Friday, December 7, 2007

ON THIS DAY: Saturday, Dec. 7, 1861

“Going to Soldier”

They came from classrooms and offices, stores and workshops, and, in Ohio, most of they came from farms. They were naive men and innocent boys, confused and shy in the hurly-burly of camp life. But they were strong and eager, calloused by the hard labor of wresting livings from the soil or a rough-and-tumble economy, and they were ready to go to war without really knowing what war was like. They wanted to be soldiers, and they thought war would be a grand adventure.

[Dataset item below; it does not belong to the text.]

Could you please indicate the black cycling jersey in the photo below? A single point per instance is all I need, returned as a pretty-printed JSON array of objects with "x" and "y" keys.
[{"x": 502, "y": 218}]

“Our ideas of war, then, were rather of a romantic order,” John A. Bering and Thomas Montgomery recalled in 1880 in their history of the 48th Ohio Volunteer Infantry. “A skirmish, we supposed, would be a recreation, and a battle a real enjoyment....

“Some were even worried for fear the war would be over before we arrived, and peace declared before we ever fired a gun,” Bering and Montgomery explained. “But these romantic notions passed away, in the active service which soon followed.”

Like soldiers throughout history, these men of the 48th will discover an old truth: warfare consists of long periods of tedium interrupted by moments of sheer terror or intervals of misery. The 48th would be cursed with all three.

For the 48th, the tedium is now. Since late summer, small groups of men have been drifting into Camp Dennison, near Cincinnati and joining the 48th, which is slowly approaching the required size (approximately 1,000 men). Some regiments fill faster than others, and the 48th is one of the slow ones, its men coming in dribs and drabs from throughout western Ohio. Making a lot of difference is the charisma, or lack thereof, of the regiment’s commander (in this case, Lt. Col. Peter J. Sullivan, a hot-tempered “big-city lawyer" from Cincinnati) and the skill of its recruiters—typically young men promised lieutenant’s commissions if they recruit enough men.

By early December, the 48th still has not reached its required number, and its men are growing restless as they watch other regiments go off to war. For the 48th, the routines remain the same week after week:

  • Squad, company, and battalion drill every morning and afternoon. Most of this involves learning how to march smartly in formation, moving this way and that with precision in response to shouted commands. This is needed so the men will learn to almost automatically respond to orders yelled out on a noisy, confusing battlefield, creating concentrated, simultaneous firepower with their short-range, inaccurate muskets. Very little time is spent practicing the firing of weapons. No time is spent on physical conditioning for its own sake.

  • Every evening, the regiment appears for “dress parade,” a formal ceremony in which the companies are drawn up in a line and inspected. The captains report on their company roll calls and important orders are read.

  • On Sunday mornings at 9, the companies again form on a line, the captains inspect their companies, and the first sergeants read the Articles of War, which includes, over and over, the refrain, “Any violator of said section shall suffer death, or such other punishment as by a court martial shall be inflicted.”

  • After Sunday inspection, the companies are dismissed until 11, when they are marched to the colonel’s quarters to hear a sermon preached by the regimental chaplain.

  • Guard and housekeeping duties rotate among the men, so leisure time is kept to a minimum.

And this goes on and on and on…

>>> In winter quarters at Fayetteville, western Virginia, Lt. Col. Rutherford B. Hayes of the 23rd Ohio notes that area residents from as far as 25 miles away are coming to take loyalty oaths, but “how much is due to a returning sense of loyalty and how much to the want of coffee and salt, is more than I know.”